The Kwaidan Collection
An Illuminated Edition
Spirits surround us in the latest Illuminated Edition: a tome of all the Japanese ghost stories and strange tales collected and translated by author Lafcadio Hearn and depicted by the majestic brushwork of artist Kent Williams.
Brimming with over sixty illustrations, and featuring essays from Academy Award-winning filmmaker Darren Aronofsky, scholar Kyoko Yoshida and Hearn's great-grandson and director of the Lafcadio Hearn Museum Bon Koizumi, this oversized slipcase volume enraptures the imagination as it chills the blood.
Drawn from Hearn's two most celebrated books, KWAIDAN and SHADOWINGS, this new title constitutes a complete compendium of the otherworldly and macabre folk tales that Hearn collected and translated during his travels through Japan in the late 19th century.
Kent Williams is an accomplished and multiple award-wining painter, comics artist, and draftsman, known for his richly textured and expressionist paintings.
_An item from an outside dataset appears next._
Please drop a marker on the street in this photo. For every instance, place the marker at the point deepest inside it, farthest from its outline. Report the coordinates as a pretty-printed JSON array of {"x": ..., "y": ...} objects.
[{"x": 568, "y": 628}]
His illustrations sweep worlds of spirits across the page in an unsettling vibrant tumble. Corpse brides; flesh-eating jikininki goblins; the faceless mujina who haunt forgotten places; the rokuro-kubi, who remove their heads at night: all brought to life as never before under Williams' visionary brush. A stunning and startling new entry in Beehive Books celebrated, award-winning Illuminated Editions series.
The edition is housed in a shimmering die-cut sculpturally embossed slipcase, printed on uncoated acid-free paper, and published in an oversized 9x12" trim format.
Lafcadio Hearn, also known as Koizumi Yakumo, was a Greek-Japanese writer, translator, and teacher who introduced the culture and literature of Japan to the West. His writings offered unprecedented insight into Japanese culture, especially his collections of legends and ghost stories, such as Kwaidan: Stories and Studies of Strange Things. A Greek national, he lived and worked as a journalist in the Unites Stated before before moving to Japan and becoming a Japanese citizen. In 1890, Hearn met and married Koizumi Setsuko, the daughter of a local samurai family, with whom he had four children. His writings about Japan offered a glimpse into a world that was largely unknown to Westerners of the time.
Kent Williams is an accomplished painter, comics artist, and draftsman, known for his richly textured and expressionist paintings, his striking cover artwork for Marvel, DC, and Vertigo, as well as The Fountain, a graphic novel adaptation of Darren Aronofsky's 2006 epic film. In addition, he is a prolific multimedia artist with notable forays into printmaking, photography, and film. He has won multiple silver medals from the Society of Illustrators and a Gold Award from Spectrum, and was awarded a 2001 fellowship at the Sundance Filmmakers Lab.
Darren Aronofsky's directorial debut π won the Director's Award at the 1998 Sundance Film Festival, as well as the Independent Spirit award and the Open Palm. The Wrestler (2008) and Black Swan (2010) earned countless accolades and multiple nominations; Black Swan won an Academy Award. His biblically inspired epic Noah (2014) was his first film to open at #1 at the US box office.
Kyoko Yoshda is a fiction writer, translator, and professor of American Literature at Ritsumeikan University in Kyoto. Her debut short fiction collection Disorientalism came out in 2014. She has translated books by Masataka Matsua, Ai Nagai and Dave Eggers.
Bon Koizumi is the great-grandson of Lafcadio Hearn and director of the Lafcadio Hearn Memorial Museum, and a specialist in folklore studies. In 2017, he was awarded the Japanese Foreign Minister’s Commendation in 2017 for his contributions to cultural exchange between Japan and Ireland.